My team is using the wiki/rest/api/content?expand=body.view,history,version endpoint to fetch content from Confluence. The specific focus is to access all page content which includes the created by, editor and body. Our goal is to store this content in Elasticsearch along with other app’s data used like Betterworks, Salesforce, Slack etc. for example, which we would have a search bar on the front-end to search up terms or people and return a curated list of content from each app which the content contains the search term sorted by relevance, i.e. why we’re utilizing Elasticsearch.

The content endpoint is paginated by default for efficiency which only allows us to request 100 records at a time, thus we are using a while loop in our server to make subsequent requests using the next url provided by the previous request’s response. The issue is, each subsequent request seems to take longer to response. Every response is slower and slower until the request takes too long and we receive a 504 gateway timeout.

We decided to handle the error gracefully by adding an axios interceptor which upon a 504 failure would take the URL and reduce the limit to 25. We have several conditions in place to handle failures which will eventually set the limit to 1 record at a time.
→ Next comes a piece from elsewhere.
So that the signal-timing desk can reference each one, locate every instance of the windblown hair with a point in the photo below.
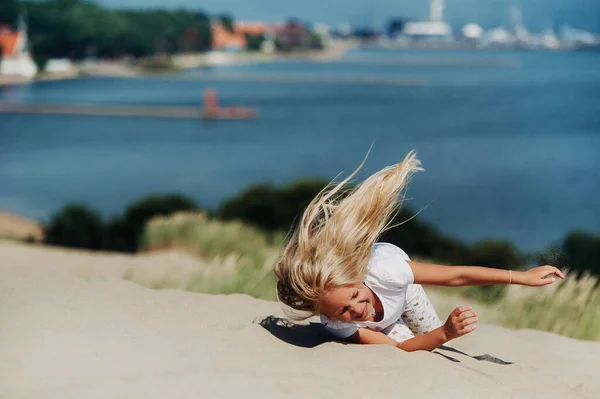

When the subsequent requests have failed enough to now only be requesting 1 record at a time, eventually that even fails.

At first I thought maybe it’s our codebase and the fact that we’re making many requests, but then I decided to make a single request for a single record in Postman, and it failed. Here’s the URL I used: https://dialexa.atlassian.net/wiki/rest/api/content?next=true&expand=body.view,history,version&limit=1&start=4036. The list is set to 1 and the start point is 4036. It takes about 3 minutes, but eventually this fails with a 504. This seems like an issue with Confluence’s content endpoint and how the data is index. The higher the start is set along with the limit and what content is expanded, it appears this causes the issue.

Is this a known issue or are there any work arounds?

Also, some of the content coming back is set as archived. Is there a way to ignore archived records?

Sorry for the long explanation and thanks in advance for your replies and support on the matter.

SilvreLestang · February 14, 2023, 9:11am

Hello @hassandewitt,

Your question is a few months old but if you are still struggling with this or if others found this question after encountering the same issue, the answer is to use the new Confluence v2 API, which is much more performant when paginating over a lot of content.

See Release of v2 Confluence REST API for Pages and Blogposts (Experimental) and Release of new endpoints for Confluence REST API v2

kashev · October 9, 2024, 8:24pm

I am getting similar results in 2024 using the V2 API for content versions:

https://${BASE_URL}.atlassian.net/wiki/api/v2/pages/${CONTENT_ID}/versions?body-format=atlas_doc_format&limit=10

We have a similar geometric backoff scheme and eventually get user-facing errors anyways. I’d be curious what we’re supposed to do when requested even a single page version is failing with a 504 gateway timeout.